Notice the huge size of the ropen head. (I say “ropen” because that is the name becoming common in at least some English-speaking countries.) Notice the ropen’s head crest. Notice the depth of the wings (distance from cutting-edge to trailing-edge of wing). Notice the bone structure visible because of the lack of feathers. How little this creature resembles the common Frigate bird!

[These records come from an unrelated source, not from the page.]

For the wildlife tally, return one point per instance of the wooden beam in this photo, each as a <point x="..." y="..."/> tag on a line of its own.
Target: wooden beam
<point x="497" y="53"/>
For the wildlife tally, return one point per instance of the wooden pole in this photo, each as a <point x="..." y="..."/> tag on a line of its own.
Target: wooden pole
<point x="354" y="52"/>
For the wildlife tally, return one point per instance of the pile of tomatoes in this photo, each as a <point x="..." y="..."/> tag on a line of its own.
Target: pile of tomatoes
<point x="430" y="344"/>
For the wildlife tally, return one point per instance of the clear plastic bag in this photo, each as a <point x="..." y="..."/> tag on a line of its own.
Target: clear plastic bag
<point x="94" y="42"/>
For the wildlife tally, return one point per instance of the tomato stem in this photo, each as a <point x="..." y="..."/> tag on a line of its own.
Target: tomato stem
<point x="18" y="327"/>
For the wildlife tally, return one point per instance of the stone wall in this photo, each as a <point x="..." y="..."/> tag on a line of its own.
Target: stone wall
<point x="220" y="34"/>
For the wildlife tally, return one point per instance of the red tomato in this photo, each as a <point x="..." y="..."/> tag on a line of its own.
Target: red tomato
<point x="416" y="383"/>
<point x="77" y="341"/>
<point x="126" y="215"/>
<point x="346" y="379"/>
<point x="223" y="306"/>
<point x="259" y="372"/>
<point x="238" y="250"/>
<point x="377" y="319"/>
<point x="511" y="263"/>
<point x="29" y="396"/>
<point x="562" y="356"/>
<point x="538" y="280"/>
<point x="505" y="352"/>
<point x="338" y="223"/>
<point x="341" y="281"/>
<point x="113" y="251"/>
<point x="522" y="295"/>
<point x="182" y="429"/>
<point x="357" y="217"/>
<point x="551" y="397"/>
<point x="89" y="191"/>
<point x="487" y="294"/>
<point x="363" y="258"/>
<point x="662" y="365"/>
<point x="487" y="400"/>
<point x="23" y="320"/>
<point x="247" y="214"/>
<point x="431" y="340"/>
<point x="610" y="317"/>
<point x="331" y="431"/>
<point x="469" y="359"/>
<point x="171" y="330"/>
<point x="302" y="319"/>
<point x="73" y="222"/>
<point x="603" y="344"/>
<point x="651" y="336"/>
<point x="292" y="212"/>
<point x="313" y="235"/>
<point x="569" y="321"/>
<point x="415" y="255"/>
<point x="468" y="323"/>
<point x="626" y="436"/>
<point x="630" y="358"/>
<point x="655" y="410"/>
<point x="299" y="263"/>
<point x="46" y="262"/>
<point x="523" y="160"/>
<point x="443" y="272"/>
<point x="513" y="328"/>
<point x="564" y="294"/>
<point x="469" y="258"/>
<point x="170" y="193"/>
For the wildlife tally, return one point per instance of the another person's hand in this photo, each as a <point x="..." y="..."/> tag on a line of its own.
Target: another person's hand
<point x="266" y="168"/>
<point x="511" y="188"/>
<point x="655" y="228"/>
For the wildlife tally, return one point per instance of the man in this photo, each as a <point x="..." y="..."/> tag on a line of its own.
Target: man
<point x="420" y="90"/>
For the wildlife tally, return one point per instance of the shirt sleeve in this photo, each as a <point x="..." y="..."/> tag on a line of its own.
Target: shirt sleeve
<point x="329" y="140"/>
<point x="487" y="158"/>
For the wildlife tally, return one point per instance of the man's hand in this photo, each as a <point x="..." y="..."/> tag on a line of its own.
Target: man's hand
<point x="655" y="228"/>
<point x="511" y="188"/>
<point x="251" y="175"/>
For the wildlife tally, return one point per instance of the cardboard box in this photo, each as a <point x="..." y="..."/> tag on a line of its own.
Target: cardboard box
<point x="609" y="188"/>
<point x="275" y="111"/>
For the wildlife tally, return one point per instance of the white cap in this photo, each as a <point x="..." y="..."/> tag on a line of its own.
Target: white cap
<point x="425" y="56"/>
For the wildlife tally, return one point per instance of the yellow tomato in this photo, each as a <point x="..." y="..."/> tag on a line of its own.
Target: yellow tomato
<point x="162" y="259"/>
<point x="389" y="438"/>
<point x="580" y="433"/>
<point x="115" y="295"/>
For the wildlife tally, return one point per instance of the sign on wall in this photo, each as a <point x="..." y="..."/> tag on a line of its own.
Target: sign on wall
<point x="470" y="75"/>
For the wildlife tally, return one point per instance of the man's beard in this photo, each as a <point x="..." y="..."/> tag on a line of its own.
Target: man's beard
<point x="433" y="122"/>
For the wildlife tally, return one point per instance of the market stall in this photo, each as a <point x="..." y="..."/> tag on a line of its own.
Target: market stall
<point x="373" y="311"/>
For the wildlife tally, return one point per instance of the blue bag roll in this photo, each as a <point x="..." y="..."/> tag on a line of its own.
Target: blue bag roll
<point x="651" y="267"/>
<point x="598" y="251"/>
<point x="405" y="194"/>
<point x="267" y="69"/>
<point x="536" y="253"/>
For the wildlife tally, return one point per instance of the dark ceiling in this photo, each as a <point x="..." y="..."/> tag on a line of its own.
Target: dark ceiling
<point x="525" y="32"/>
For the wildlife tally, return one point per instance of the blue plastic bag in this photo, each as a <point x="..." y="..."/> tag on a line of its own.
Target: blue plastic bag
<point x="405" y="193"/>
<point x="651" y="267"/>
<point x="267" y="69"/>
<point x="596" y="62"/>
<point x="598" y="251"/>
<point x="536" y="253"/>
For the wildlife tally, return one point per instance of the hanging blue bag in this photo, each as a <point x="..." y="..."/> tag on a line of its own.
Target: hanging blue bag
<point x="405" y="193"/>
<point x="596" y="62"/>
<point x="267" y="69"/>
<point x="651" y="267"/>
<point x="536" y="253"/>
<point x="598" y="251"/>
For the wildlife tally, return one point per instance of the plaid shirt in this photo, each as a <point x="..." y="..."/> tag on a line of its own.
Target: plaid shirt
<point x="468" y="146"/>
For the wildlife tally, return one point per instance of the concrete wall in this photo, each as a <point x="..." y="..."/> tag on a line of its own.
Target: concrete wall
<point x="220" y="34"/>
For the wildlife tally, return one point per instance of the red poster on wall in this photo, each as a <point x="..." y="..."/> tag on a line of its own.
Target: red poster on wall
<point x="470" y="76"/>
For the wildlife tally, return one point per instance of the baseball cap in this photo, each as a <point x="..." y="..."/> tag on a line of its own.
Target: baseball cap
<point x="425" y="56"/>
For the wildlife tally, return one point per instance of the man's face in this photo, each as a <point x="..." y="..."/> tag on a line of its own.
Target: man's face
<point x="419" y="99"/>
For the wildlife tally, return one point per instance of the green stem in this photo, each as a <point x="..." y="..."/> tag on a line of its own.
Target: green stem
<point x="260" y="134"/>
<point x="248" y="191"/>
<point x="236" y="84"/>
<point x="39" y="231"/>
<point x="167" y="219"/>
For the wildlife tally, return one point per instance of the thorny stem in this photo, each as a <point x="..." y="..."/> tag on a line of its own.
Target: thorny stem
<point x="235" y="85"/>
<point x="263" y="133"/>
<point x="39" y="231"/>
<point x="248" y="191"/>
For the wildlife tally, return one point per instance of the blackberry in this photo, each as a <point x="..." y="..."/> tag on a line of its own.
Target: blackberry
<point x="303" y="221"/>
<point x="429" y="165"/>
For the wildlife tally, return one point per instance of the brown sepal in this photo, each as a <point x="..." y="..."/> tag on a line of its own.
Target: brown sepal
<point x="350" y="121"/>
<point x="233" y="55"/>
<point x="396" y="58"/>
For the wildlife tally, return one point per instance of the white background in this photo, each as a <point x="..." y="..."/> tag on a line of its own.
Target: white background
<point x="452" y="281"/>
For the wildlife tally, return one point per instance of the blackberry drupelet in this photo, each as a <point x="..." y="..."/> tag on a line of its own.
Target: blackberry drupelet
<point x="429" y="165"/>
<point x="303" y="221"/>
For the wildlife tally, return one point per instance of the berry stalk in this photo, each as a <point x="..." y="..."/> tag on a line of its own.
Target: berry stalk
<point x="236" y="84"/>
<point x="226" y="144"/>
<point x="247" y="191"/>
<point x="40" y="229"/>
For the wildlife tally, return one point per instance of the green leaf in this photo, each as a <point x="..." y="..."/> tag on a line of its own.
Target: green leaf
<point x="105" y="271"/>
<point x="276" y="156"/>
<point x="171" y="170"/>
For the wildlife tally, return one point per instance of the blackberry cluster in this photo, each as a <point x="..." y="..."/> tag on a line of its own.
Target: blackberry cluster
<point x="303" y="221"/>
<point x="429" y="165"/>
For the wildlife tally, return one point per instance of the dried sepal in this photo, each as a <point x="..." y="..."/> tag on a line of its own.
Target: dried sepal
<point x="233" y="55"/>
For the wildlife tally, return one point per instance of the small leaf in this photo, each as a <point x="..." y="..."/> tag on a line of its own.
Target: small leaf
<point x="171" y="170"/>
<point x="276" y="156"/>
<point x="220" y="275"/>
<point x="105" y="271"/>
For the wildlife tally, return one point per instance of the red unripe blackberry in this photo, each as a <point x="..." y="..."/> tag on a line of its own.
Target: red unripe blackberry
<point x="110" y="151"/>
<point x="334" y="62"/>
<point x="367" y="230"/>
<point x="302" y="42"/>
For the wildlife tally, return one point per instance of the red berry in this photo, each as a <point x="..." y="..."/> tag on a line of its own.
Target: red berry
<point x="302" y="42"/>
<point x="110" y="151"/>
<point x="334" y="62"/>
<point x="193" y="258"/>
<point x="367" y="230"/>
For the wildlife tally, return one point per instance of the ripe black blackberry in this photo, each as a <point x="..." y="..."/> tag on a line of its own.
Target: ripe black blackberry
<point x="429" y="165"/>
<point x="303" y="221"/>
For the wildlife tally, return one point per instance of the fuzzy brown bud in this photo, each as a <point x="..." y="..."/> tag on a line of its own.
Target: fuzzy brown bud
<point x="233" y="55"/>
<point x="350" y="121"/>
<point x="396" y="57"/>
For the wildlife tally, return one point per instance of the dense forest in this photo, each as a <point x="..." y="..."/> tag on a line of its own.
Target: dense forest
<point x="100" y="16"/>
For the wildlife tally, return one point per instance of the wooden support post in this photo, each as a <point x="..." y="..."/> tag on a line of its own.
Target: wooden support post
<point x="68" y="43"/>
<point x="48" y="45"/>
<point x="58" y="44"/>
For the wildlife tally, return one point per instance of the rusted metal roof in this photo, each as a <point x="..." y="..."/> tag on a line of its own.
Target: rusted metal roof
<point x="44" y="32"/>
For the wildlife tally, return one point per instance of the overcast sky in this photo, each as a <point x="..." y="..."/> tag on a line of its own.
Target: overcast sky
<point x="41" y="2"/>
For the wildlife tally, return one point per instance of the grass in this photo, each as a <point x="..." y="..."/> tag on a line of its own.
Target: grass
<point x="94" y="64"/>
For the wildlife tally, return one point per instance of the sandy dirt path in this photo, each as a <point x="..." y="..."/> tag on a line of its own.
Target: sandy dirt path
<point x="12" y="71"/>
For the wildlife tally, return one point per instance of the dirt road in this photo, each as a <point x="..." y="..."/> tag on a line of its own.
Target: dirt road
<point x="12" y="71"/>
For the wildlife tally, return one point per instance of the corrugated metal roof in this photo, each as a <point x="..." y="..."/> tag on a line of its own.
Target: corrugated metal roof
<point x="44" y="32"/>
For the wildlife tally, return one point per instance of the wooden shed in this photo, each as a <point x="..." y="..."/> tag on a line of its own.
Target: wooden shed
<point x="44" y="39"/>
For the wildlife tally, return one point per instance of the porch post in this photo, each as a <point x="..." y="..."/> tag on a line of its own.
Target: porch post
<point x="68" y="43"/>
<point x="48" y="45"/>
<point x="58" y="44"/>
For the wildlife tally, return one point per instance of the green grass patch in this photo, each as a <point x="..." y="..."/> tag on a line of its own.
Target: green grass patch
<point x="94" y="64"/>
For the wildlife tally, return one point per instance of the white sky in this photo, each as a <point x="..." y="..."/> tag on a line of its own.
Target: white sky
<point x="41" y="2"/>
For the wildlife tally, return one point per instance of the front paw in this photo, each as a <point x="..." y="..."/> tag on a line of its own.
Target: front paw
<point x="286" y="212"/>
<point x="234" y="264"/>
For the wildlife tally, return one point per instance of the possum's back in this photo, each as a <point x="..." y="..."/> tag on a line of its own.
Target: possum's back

Eskin Kuhn's sketch of pterosaur that fly over a military base in Cuba
Sketch by Eskin Kuhn: 1971 sighting in Cuba

Addendum: The sighting of two pterosaurs, in Cuba in 1971, by the marine Eskin Kuhn, deserves a brief summary here. On a hot day, with clear visibility, at the Guantanamo Bay military station, he was looking out towards the sea. He saw two flying creatures–obvious pterosaurs–flying not far away. Being a gifted artist, he soon thereafter sketched what he has seen. He later wrote many details about that day and about what he had seen. He has maintained the truthfulness of his account, despite ridicule and disbelief from skeptics. The combination of long-tail and head-crest have been vindicated, for subsequent years of investigations and interviews, with eywitnesses from a number of countries around the world, verify this otherwise strange combination: a giant Rhamphorhynchoid pterosaur with a head crest (“long” and “pointed” and words that might be used for some of the head crests observed).